Cluster Failover Testing

  • I was shown these two articles related to testing cluster failure and failover:

     

    http://technet2.microsoft.com/WindowsServer/en/library/20e7a35f-2477-4f9d-acb9-5146c92152211033.mspx?mfr=true

    http://msdn2.microsoft.com/en-us/library/ms189117.aspx

     

    Was just wondering if anyone had any other tests that they have performed or it would just be overkill?   We're using SQL Server 2000 on MS 2003.

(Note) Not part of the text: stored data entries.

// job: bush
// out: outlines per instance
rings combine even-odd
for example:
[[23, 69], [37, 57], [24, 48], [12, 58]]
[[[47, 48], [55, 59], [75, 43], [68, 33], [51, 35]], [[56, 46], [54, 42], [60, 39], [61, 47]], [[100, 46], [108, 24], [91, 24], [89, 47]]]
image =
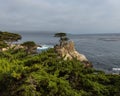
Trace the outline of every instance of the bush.
[[1, 96], [119, 96], [120, 76], [84, 68], [76, 59], [64, 61], [53, 49], [26, 55], [1, 52]]

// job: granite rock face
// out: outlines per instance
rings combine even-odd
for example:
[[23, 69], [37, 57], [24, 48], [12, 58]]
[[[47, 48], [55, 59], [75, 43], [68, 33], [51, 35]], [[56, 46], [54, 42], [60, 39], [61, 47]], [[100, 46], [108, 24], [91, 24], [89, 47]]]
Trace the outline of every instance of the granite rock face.
[[56, 45], [54, 49], [60, 57], [64, 58], [64, 60], [68, 59], [72, 60], [76, 58], [77, 60], [84, 64], [85, 68], [93, 67], [93, 65], [88, 61], [85, 55], [80, 54], [79, 52], [76, 51], [73, 41], [69, 41], [62, 46]]
[[77, 60], [83, 62], [83, 61], [88, 61], [88, 59], [85, 57], [85, 55], [80, 54], [79, 52], [76, 51], [74, 42], [69, 41], [66, 44], [59, 46], [55, 46], [55, 51], [64, 58], [64, 60], [71, 60], [73, 58], [76, 58]]

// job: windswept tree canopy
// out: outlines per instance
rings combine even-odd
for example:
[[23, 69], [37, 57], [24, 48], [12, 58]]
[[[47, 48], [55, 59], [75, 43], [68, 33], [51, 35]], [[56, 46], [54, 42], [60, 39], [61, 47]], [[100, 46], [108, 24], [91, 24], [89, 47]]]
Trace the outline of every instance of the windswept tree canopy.
[[36, 43], [33, 41], [26, 41], [21, 45], [26, 48], [27, 54], [31, 53], [32, 50], [36, 49]]
[[56, 33], [54, 36], [55, 36], [55, 37], [60, 37], [60, 38], [62, 38], [62, 37], [65, 37], [65, 36], [66, 36], [66, 33], [59, 32], [59, 33]]
[[0, 31], [0, 50], [2, 50], [2, 48], [10, 47], [12, 42], [16, 42], [21, 38], [22, 37], [19, 34]]
[[54, 34], [54, 37], [60, 38], [60, 40], [59, 40], [60, 46], [64, 45], [69, 40], [69, 38], [67, 37], [67, 34], [63, 33], [63, 32], [59, 32], [59, 33]]
[[6, 43], [16, 42], [21, 39], [22, 37], [19, 34], [10, 32], [0, 32], [0, 40], [5, 41]]
[[33, 41], [26, 41], [22, 44], [22, 46], [26, 46], [26, 47], [30, 48], [30, 47], [35, 47], [36, 44]]

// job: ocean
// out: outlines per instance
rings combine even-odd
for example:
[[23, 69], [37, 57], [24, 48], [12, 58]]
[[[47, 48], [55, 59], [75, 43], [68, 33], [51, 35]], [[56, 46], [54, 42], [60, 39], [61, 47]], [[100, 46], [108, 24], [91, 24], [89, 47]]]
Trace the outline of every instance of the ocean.
[[[19, 32], [24, 41], [34, 41], [39, 45], [54, 46], [59, 38], [48, 32]], [[76, 50], [84, 54], [94, 68], [106, 73], [112, 68], [120, 68], [120, 34], [68, 34], [75, 43]]]

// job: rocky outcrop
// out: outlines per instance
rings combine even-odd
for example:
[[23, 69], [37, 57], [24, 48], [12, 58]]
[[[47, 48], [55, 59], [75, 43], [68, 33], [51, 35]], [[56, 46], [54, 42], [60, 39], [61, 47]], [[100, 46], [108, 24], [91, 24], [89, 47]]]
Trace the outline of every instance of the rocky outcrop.
[[58, 53], [59, 56], [63, 57], [64, 60], [72, 60], [73, 58], [76, 58], [87, 66], [89, 66], [90, 64], [85, 55], [80, 54], [76, 51], [73, 41], [69, 41], [62, 46], [56, 45], [55, 51]]
[[2, 51], [7, 51], [9, 49], [17, 50], [17, 49], [21, 49], [21, 48], [24, 48], [24, 46], [22, 46], [20, 44], [11, 44], [9, 47], [2, 48]]

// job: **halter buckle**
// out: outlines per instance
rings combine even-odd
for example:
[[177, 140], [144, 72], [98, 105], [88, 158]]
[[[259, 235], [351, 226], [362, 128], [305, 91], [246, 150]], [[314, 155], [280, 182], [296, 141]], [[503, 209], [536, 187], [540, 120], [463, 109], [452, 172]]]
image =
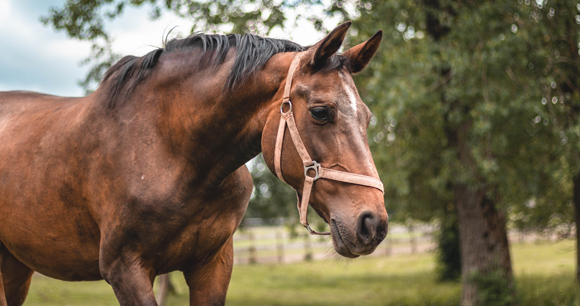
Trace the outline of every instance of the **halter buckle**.
[[[314, 176], [308, 175], [309, 170], [314, 170]], [[320, 178], [320, 164], [316, 161], [312, 161], [312, 165], [304, 166], [304, 177], [311, 177], [313, 180]]]

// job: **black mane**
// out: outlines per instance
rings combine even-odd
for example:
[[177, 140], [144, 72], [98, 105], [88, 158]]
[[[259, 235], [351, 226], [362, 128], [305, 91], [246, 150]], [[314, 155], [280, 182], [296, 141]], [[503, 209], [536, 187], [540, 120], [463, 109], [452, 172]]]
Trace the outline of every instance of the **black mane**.
[[184, 39], [172, 39], [164, 48], [153, 50], [143, 57], [126, 56], [107, 71], [103, 84], [110, 84], [109, 107], [115, 107], [122, 89], [125, 88], [128, 93], [139, 85], [164, 53], [196, 48], [203, 49], [200, 62], [203, 60], [202, 64], [214, 66], [223, 63], [231, 48], [237, 49], [234, 65], [225, 83], [226, 90], [231, 90], [242, 83], [249, 75], [263, 67], [273, 55], [306, 49], [288, 40], [251, 34], [194, 34]]

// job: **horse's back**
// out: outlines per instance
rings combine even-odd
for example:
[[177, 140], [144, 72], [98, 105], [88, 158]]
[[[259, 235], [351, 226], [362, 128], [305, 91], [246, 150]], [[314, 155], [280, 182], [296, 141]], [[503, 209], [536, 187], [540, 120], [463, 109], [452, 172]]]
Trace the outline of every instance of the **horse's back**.
[[4, 100], [18, 100], [18, 99], [39, 99], [39, 98], [64, 98], [66, 99], [66, 97], [60, 97], [60, 96], [55, 96], [55, 95], [50, 95], [50, 94], [45, 94], [45, 93], [41, 93], [41, 92], [36, 92], [36, 91], [28, 91], [28, 90], [11, 90], [11, 91], [0, 91], [0, 102], [4, 101]]
[[77, 104], [82, 99], [53, 96], [32, 91], [0, 92], [0, 134], [3, 131], [1, 126], [7, 125], [7, 120], [22, 121], [35, 116], [48, 120], [50, 118], [56, 119], [59, 117], [57, 113], [59, 109]]
[[37, 92], [0, 92], [0, 157], [6, 161], [8, 155], [21, 156], [38, 145], [51, 151], [58, 140], [67, 141], [64, 137], [70, 138], [86, 119], [83, 102]]
[[0, 107], [2, 108], [16, 106], [17, 104], [30, 104], [31, 106], [38, 106], [39, 104], [46, 102], [66, 102], [78, 99], [79, 98], [61, 97], [35, 91], [0, 91]]

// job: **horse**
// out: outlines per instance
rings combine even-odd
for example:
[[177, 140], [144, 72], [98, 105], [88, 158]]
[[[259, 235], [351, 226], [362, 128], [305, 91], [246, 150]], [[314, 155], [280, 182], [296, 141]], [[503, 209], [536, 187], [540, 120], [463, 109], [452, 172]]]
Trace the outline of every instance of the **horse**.
[[182, 271], [190, 305], [223, 305], [233, 234], [262, 152], [312, 206], [342, 256], [387, 234], [352, 75], [382, 32], [343, 53], [341, 24], [303, 47], [251, 34], [192, 34], [113, 65], [86, 97], [0, 93], [0, 305], [34, 271], [104, 279], [120, 305], [157, 305], [156, 275]]

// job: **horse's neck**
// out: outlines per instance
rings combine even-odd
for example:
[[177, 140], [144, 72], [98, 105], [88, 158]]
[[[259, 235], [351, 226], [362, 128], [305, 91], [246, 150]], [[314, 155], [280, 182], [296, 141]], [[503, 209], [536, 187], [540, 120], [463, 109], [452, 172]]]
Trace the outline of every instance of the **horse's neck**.
[[281, 74], [272, 73], [268, 68], [220, 101], [221, 107], [216, 108], [219, 109], [218, 113], [211, 115], [221, 127], [214, 131], [221, 141], [212, 153], [216, 165], [209, 174], [216, 182], [225, 179], [262, 151], [264, 126], [268, 116], [279, 109], [276, 102], [282, 100]]
[[131, 112], [143, 115], [121, 120], [156, 129], [167, 146], [203, 177], [200, 183], [219, 185], [261, 152], [262, 130], [274, 101], [281, 100], [284, 73], [272, 70], [287, 67], [278, 67], [279, 62], [267, 64], [226, 94], [223, 82], [211, 78], [225, 80], [227, 66], [202, 71], [163, 90], [156, 84], [140, 86], [122, 106], [125, 111], [119, 111], [128, 117]]

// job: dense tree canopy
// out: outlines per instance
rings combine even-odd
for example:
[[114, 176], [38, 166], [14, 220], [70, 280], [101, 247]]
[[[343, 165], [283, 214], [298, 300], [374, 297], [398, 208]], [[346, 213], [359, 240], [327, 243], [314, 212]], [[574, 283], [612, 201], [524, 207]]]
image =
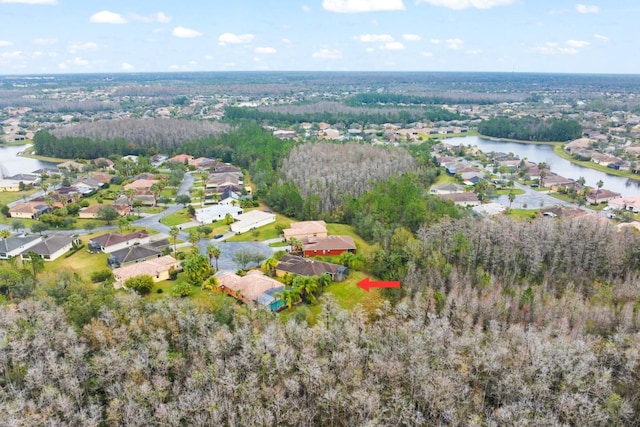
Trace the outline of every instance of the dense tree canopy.
[[570, 141], [580, 138], [582, 126], [575, 120], [538, 117], [494, 117], [478, 124], [478, 132], [496, 138], [523, 141]]

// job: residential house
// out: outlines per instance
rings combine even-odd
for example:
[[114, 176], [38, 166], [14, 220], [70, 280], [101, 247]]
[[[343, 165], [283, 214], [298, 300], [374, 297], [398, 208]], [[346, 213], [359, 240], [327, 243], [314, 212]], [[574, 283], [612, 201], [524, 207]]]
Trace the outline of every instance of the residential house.
[[598, 203], [608, 202], [609, 200], [620, 197], [620, 193], [607, 190], [606, 188], [596, 188], [586, 194], [587, 203], [597, 205]]
[[16, 257], [37, 245], [42, 239], [42, 236], [9, 236], [0, 239], [0, 259]]
[[549, 173], [542, 180], [542, 186], [544, 188], [551, 188], [552, 190], [558, 190], [559, 188], [566, 188], [573, 185], [574, 181], [569, 178], [565, 178], [555, 173]]
[[190, 166], [197, 169], [206, 169], [215, 167], [219, 162], [216, 159], [209, 159], [207, 157], [198, 157], [196, 159], [188, 160]]
[[231, 205], [213, 205], [204, 208], [196, 209], [196, 220], [201, 224], [211, 224], [212, 222], [224, 219], [227, 214], [231, 215], [233, 219], [237, 219], [242, 215], [244, 210], [238, 206]]
[[451, 200], [458, 206], [479, 206], [481, 204], [480, 199], [476, 193], [450, 193], [440, 194], [439, 197], [442, 200]]
[[640, 196], [623, 196], [609, 200], [608, 206], [615, 210], [626, 210], [633, 213], [640, 212]]
[[118, 212], [118, 215], [120, 216], [127, 216], [131, 213], [131, 208], [129, 207], [128, 204], [116, 205], [114, 203], [113, 205], [106, 205], [103, 203], [99, 203], [97, 205], [92, 205], [92, 206], [80, 209], [80, 211], [78, 212], [78, 217], [82, 219], [98, 219], [100, 217], [100, 209], [102, 209], [104, 206], [113, 206], [116, 212]]
[[[218, 276], [218, 289], [247, 304], [260, 304], [271, 311], [281, 307], [280, 298], [284, 286], [265, 276], [260, 270], [250, 270], [244, 276], [226, 273]], [[266, 294], [266, 295], [265, 295]]]
[[305, 257], [355, 254], [356, 244], [350, 236], [306, 237], [302, 240], [302, 252]]
[[[23, 183], [24, 185], [24, 183]], [[15, 192], [20, 191], [22, 185], [20, 185], [20, 181], [16, 181], [15, 179], [0, 179], [0, 191], [5, 192]]]
[[73, 160], [67, 160], [66, 162], [58, 163], [57, 166], [58, 170], [66, 169], [68, 171], [81, 172], [87, 165], [85, 165], [84, 163], [74, 162]]
[[178, 154], [177, 156], [173, 156], [169, 159], [167, 159], [168, 162], [173, 162], [173, 163], [181, 163], [181, 164], [188, 164], [189, 161], [193, 159], [193, 156], [190, 156], [188, 154]]
[[287, 254], [276, 265], [276, 275], [278, 277], [282, 277], [286, 273], [298, 276], [320, 276], [327, 273], [334, 282], [342, 282], [349, 275], [349, 268], [343, 265]]
[[591, 148], [593, 141], [589, 138], [578, 138], [565, 144], [564, 149], [573, 154], [576, 150], [587, 150]]
[[255, 228], [276, 222], [276, 215], [271, 212], [253, 210], [236, 217], [236, 222], [231, 224], [231, 231], [236, 234], [246, 233]]
[[34, 173], [19, 173], [13, 176], [8, 176], [6, 178], [22, 182], [22, 184], [24, 185], [36, 185], [42, 180], [42, 178], [40, 178], [40, 175]]
[[459, 184], [442, 184], [434, 185], [429, 189], [430, 194], [452, 194], [452, 193], [464, 193], [465, 186]]
[[179, 269], [180, 261], [176, 260], [171, 255], [148, 259], [146, 261], [114, 269], [113, 276], [115, 277], [115, 283], [113, 286], [116, 289], [119, 289], [124, 286], [124, 282], [127, 279], [142, 275], [151, 276], [154, 282], [169, 280], [170, 272], [172, 270]]
[[107, 258], [107, 265], [111, 268], [119, 268], [152, 258], [160, 258], [161, 256], [162, 251], [153, 246], [134, 245], [112, 252]]
[[38, 219], [43, 213], [47, 213], [51, 207], [43, 201], [30, 201], [16, 203], [9, 208], [11, 218]]
[[144, 245], [150, 241], [151, 237], [145, 230], [129, 234], [107, 233], [89, 240], [89, 251], [113, 253], [129, 246]]
[[282, 230], [284, 240], [295, 237], [298, 240], [309, 237], [327, 237], [327, 223], [324, 221], [292, 222], [289, 228]]
[[74, 245], [79, 245], [80, 240], [67, 234], [53, 234], [45, 237], [32, 247], [25, 249], [21, 253], [22, 259], [29, 259], [27, 253], [35, 252], [45, 261], [55, 261], [62, 255], [69, 252]]
[[132, 189], [135, 191], [149, 190], [154, 184], [157, 184], [158, 182], [159, 180], [157, 179], [136, 179], [135, 181], [126, 184], [123, 188], [125, 190]]

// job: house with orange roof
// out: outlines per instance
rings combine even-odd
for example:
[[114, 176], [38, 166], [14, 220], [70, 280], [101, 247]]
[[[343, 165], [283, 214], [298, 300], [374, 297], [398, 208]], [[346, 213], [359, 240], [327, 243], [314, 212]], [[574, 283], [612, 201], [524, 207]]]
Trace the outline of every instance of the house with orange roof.
[[115, 278], [113, 286], [116, 289], [122, 288], [127, 279], [142, 275], [151, 276], [154, 282], [169, 280], [170, 272], [180, 268], [180, 261], [171, 255], [148, 259], [125, 267], [115, 268], [113, 270]]

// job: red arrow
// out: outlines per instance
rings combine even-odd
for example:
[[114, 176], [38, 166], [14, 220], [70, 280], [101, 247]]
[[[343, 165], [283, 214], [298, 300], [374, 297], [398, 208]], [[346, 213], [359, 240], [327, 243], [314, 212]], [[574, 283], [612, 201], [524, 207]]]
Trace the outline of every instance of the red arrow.
[[399, 288], [400, 282], [372, 282], [368, 277], [365, 277], [358, 282], [358, 286], [369, 292], [371, 288]]

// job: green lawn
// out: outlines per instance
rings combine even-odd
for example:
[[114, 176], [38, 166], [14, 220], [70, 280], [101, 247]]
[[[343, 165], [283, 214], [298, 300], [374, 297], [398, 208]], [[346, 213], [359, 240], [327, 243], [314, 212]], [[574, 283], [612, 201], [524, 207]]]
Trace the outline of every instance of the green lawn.
[[327, 224], [327, 232], [330, 236], [350, 236], [359, 251], [368, 250], [371, 245], [360, 237], [352, 225], [347, 224]]
[[182, 208], [179, 211], [172, 213], [171, 215], [167, 215], [160, 220], [160, 222], [166, 226], [173, 227], [174, 225], [184, 224], [186, 222], [192, 221], [187, 208]]
[[[367, 274], [360, 271], [352, 271], [349, 278], [344, 282], [331, 283], [324, 290], [324, 293], [331, 294], [338, 305], [346, 310], [351, 310], [357, 305], [360, 305], [367, 313], [374, 314], [384, 299], [380, 294], [380, 289], [371, 289], [366, 292], [357, 283], [367, 277]], [[373, 280], [373, 278], [372, 278]], [[301, 306], [299, 304], [289, 309], [285, 309], [280, 312], [279, 316], [283, 321], [287, 321], [289, 316], [295, 313]], [[315, 304], [308, 305], [311, 312], [311, 316], [308, 319], [311, 324], [314, 324], [318, 318], [318, 315], [322, 312], [322, 303], [317, 302]]]
[[87, 243], [89, 242], [89, 239], [93, 238], [97, 234], [102, 233], [95, 233], [87, 237], [82, 237], [80, 240], [84, 244], [84, 247], [69, 258], [66, 258], [63, 255], [55, 261], [45, 262], [45, 274], [55, 274], [59, 270], [67, 269], [74, 271], [82, 277], [83, 281], [90, 283], [91, 273], [109, 268], [107, 266], [107, 258], [109, 258], [109, 254], [92, 254], [87, 251]]
[[1, 191], [0, 192], [0, 204], [6, 205], [17, 200], [23, 201], [25, 197], [28, 197], [38, 191], [37, 189], [28, 191]]
[[538, 209], [511, 209], [508, 214], [505, 213], [505, 215], [508, 215], [511, 218], [526, 220], [533, 219], [539, 214], [540, 211]]
[[517, 196], [519, 194], [524, 194], [524, 190], [522, 190], [521, 188], [503, 188], [496, 191], [496, 194], [498, 196], [508, 196], [509, 193], [513, 193]]

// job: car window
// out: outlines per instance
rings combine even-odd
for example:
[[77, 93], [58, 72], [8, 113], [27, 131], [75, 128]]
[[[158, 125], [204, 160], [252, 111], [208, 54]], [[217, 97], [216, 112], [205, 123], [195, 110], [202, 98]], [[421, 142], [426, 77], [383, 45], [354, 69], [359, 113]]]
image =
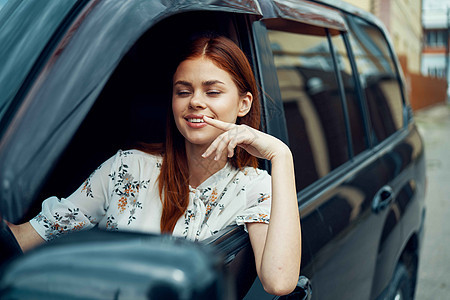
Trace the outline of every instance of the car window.
[[[146, 3], [150, 7], [154, 5], [152, 2]], [[243, 17], [227, 13], [192, 12], [166, 18], [144, 31], [142, 31], [144, 28], [141, 28], [140, 34], [126, 35], [122, 33], [138, 30], [137, 25], [147, 26], [148, 23], [140, 22], [135, 15], [141, 13], [141, 6], [135, 5], [133, 11], [128, 12], [130, 14], [128, 18], [135, 20], [136, 23], [130, 23], [127, 18], [117, 17], [123, 23], [116, 20], [116, 23], [111, 24], [109, 20], [112, 18], [106, 13], [117, 16], [127, 11], [116, 11], [116, 7], [108, 2], [102, 2], [102, 5], [105, 7], [97, 7], [98, 10], [92, 11], [83, 21], [80, 26], [80, 30], [83, 31], [77, 33], [83, 38], [77, 38], [65, 48], [59, 58], [61, 62], [52, 70], [55, 75], [49, 78], [48, 83], [51, 85], [44, 87], [46, 94], [42, 96], [43, 99], [38, 99], [39, 106], [34, 112], [39, 112], [39, 116], [47, 116], [48, 111], [51, 111], [52, 118], [36, 119], [39, 123], [29, 127], [41, 128], [46, 122], [56, 118], [61, 120], [61, 123], [53, 123], [58, 126], [64, 124], [62, 122], [67, 119], [76, 121], [81, 118], [82, 122], [74, 127], [76, 132], [71, 133], [73, 136], [67, 133], [67, 129], [58, 129], [60, 135], [54, 138], [55, 143], [71, 137], [70, 143], [65, 146], [64, 152], [52, 167], [52, 172], [42, 179], [45, 181], [36, 200], [53, 195], [62, 197], [70, 195], [95, 168], [114, 155], [118, 149], [141, 147], [141, 143], [163, 142], [166, 134], [167, 110], [172, 96], [171, 79], [175, 67], [173, 64], [176, 63], [173, 58], [180, 55], [179, 45], [188, 43], [192, 36], [210, 31], [234, 39], [233, 37], [237, 36], [234, 22], [243, 23], [245, 20]], [[98, 17], [95, 15], [97, 12], [100, 12]], [[106, 33], [100, 36], [92, 35], [92, 27], [89, 26], [99, 26], [100, 23], [108, 25], [102, 26], [102, 32]], [[188, 25], [180, 32], [179, 24]], [[89, 43], [91, 40], [97, 42]], [[235, 42], [239, 40], [235, 39]], [[130, 43], [133, 46], [120, 58], [119, 55], [124, 52], [123, 47], [127, 47]], [[83, 53], [81, 49], [87, 49], [86, 44], [92, 48]], [[115, 47], [111, 47], [111, 44]], [[80, 56], [85, 63], [78, 63]], [[100, 76], [106, 77], [102, 73], [107, 74], [108, 78], [105, 78], [106, 83], [99, 85]], [[88, 88], [88, 85], [91, 87]], [[97, 89], [98, 86], [100, 86], [98, 92], [91, 92], [91, 88]], [[46, 95], [48, 96], [45, 97]], [[85, 100], [85, 97], [92, 98]], [[85, 115], [81, 108], [87, 101], [92, 101], [93, 104], [89, 113], [86, 112]], [[67, 117], [69, 113], [71, 118]], [[77, 118], [73, 118], [75, 114]], [[117, 126], [113, 125], [116, 122], [113, 119], [117, 119]], [[27, 129], [26, 133], [30, 134], [30, 131]], [[55, 149], [55, 143], [48, 144]], [[42, 147], [38, 149], [42, 152], [40, 150]], [[83, 163], [80, 164], [80, 160]], [[39, 171], [42, 169], [41, 167]], [[30, 217], [34, 217], [41, 209], [39, 201], [35, 203]]]
[[0, 120], [76, 0], [0, 2]]
[[268, 35], [299, 191], [349, 160], [342, 99], [324, 29]]
[[378, 144], [403, 126], [403, 100], [388, 44], [366, 21], [349, 18], [349, 38], [370, 116], [372, 141]]
[[353, 74], [352, 65], [347, 53], [342, 34], [331, 37], [331, 42], [336, 53], [337, 66], [341, 73], [344, 87], [346, 108], [349, 117], [350, 132], [352, 137], [353, 155], [357, 155], [368, 149], [369, 141], [365, 131], [363, 108], [361, 99], [355, 87], [355, 74]]

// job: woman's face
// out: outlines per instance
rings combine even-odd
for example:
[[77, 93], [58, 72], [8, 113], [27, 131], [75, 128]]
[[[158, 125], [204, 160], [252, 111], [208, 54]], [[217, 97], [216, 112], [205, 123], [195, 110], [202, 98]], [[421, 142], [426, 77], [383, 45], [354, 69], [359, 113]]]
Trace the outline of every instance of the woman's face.
[[172, 111], [186, 141], [209, 145], [222, 133], [206, 124], [203, 116], [235, 123], [250, 110], [250, 93], [241, 96], [230, 74], [207, 58], [188, 59], [173, 77]]

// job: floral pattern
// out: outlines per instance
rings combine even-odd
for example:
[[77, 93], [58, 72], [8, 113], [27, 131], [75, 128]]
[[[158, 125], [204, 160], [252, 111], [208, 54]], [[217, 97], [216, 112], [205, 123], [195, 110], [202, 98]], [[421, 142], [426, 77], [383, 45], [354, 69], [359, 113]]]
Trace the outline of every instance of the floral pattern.
[[237, 220], [243, 223], [269, 223], [270, 218], [267, 214], [256, 214], [250, 216], [238, 216]]
[[[86, 225], [85, 222], [74, 222], [79, 214], [79, 208], [70, 209], [68, 208], [64, 215], [59, 212], [55, 212], [53, 215], [53, 220], [50, 221], [44, 214], [39, 213], [35, 218], [37, 222], [43, 223], [45, 228], [45, 239], [52, 240], [62, 234], [73, 231], [80, 231]], [[69, 227], [70, 225], [70, 227]], [[70, 228], [70, 230], [68, 230]]]
[[[124, 156], [129, 155], [129, 152], [124, 152]], [[134, 176], [128, 171], [129, 166], [121, 163], [119, 169], [109, 175], [112, 180], [115, 180], [114, 193], [118, 195], [119, 201], [117, 208], [119, 213], [129, 211], [128, 225], [136, 220], [136, 209], [142, 209], [142, 203], [138, 201], [139, 190], [141, 188], [148, 188], [150, 180], [135, 180]]]
[[205, 213], [205, 219], [203, 223], [206, 223], [209, 219], [209, 216], [211, 215], [211, 211], [214, 207], [216, 207], [218, 204], [217, 202], [217, 189], [214, 189], [211, 193], [211, 196], [209, 197], [209, 201], [206, 204], [206, 213]]
[[258, 197], [258, 203], [262, 203], [270, 199], [270, 195], [266, 193], [260, 193]]
[[92, 186], [91, 186], [91, 178], [95, 174], [97, 170], [99, 170], [102, 166], [98, 167], [94, 172], [92, 172], [91, 175], [84, 181], [83, 188], [81, 189], [81, 192], [85, 192], [87, 197], [94, 198], [94, 194], [92, 193]]
[[118, 230], [118, 224], [116, 222], [116, 219], [114, 218], [114, 216], [109, 216], [106, 219], [106, 229], [110, 230], [110, 231], [117, 231]]
[[[160, 232], [162, 201], [158, 176], [162, 157], [137, 150], [118, 151], [69, 198], [51, 197], [30, 221], [46, 240], [96, 225], [106, 230]], [[267, 172], [227, 164], [196, 188], [173, 234], [201, 240], [222, 228], [268, 223], [271, 183]]]

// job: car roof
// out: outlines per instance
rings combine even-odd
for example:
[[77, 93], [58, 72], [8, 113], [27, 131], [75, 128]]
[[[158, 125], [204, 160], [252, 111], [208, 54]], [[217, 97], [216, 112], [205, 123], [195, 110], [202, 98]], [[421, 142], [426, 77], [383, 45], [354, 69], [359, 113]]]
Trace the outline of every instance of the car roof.
[[351, 5], [350, 3], [344, 2], [342, 0], [311, 0], [311, 1], [341, 10], [354, 16], [358, 16], [382, 28], [383, 31], [386, 30], [384, 24], [376, 16], [374, 16], [372, 13], [368, 11], [363, 10], [362, 8]]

  • Aside from the testing with the Cluster Administrator as outlines in Technet we ALWAYS perform the following tests after clustering and SQL Server is configured and installed:

    • Both nodes up - On the 'active' node perform a shutdown no restart - things should failover to the 'passive' node.
    • Both nodes up - On the 'passive' node perform a shutdown no restart - things should remain 'active' on the active node.
    • Both nodes up - On the 'active' node pull the power core (YUP, that is what happens when a power supply fails) - things should failover to the 'passive' node.
    • Both nodes up - On the 'passive' node pull the power core (YUP, again) - things should remain 'active' on the active node.
    • Both nodes up - On the 'active' node pull the network cable out (YUP, that is what happens when your primary switch fails) - things should failover to the 'passive' node.
    • Both nodes up - On the 'passive' node pull the network cable (YUP, again) - things should remain 'active' on the active node.
    • Both nodes up, unplug the crossover cable - both nodes should remain up but the cluster administrator will complain.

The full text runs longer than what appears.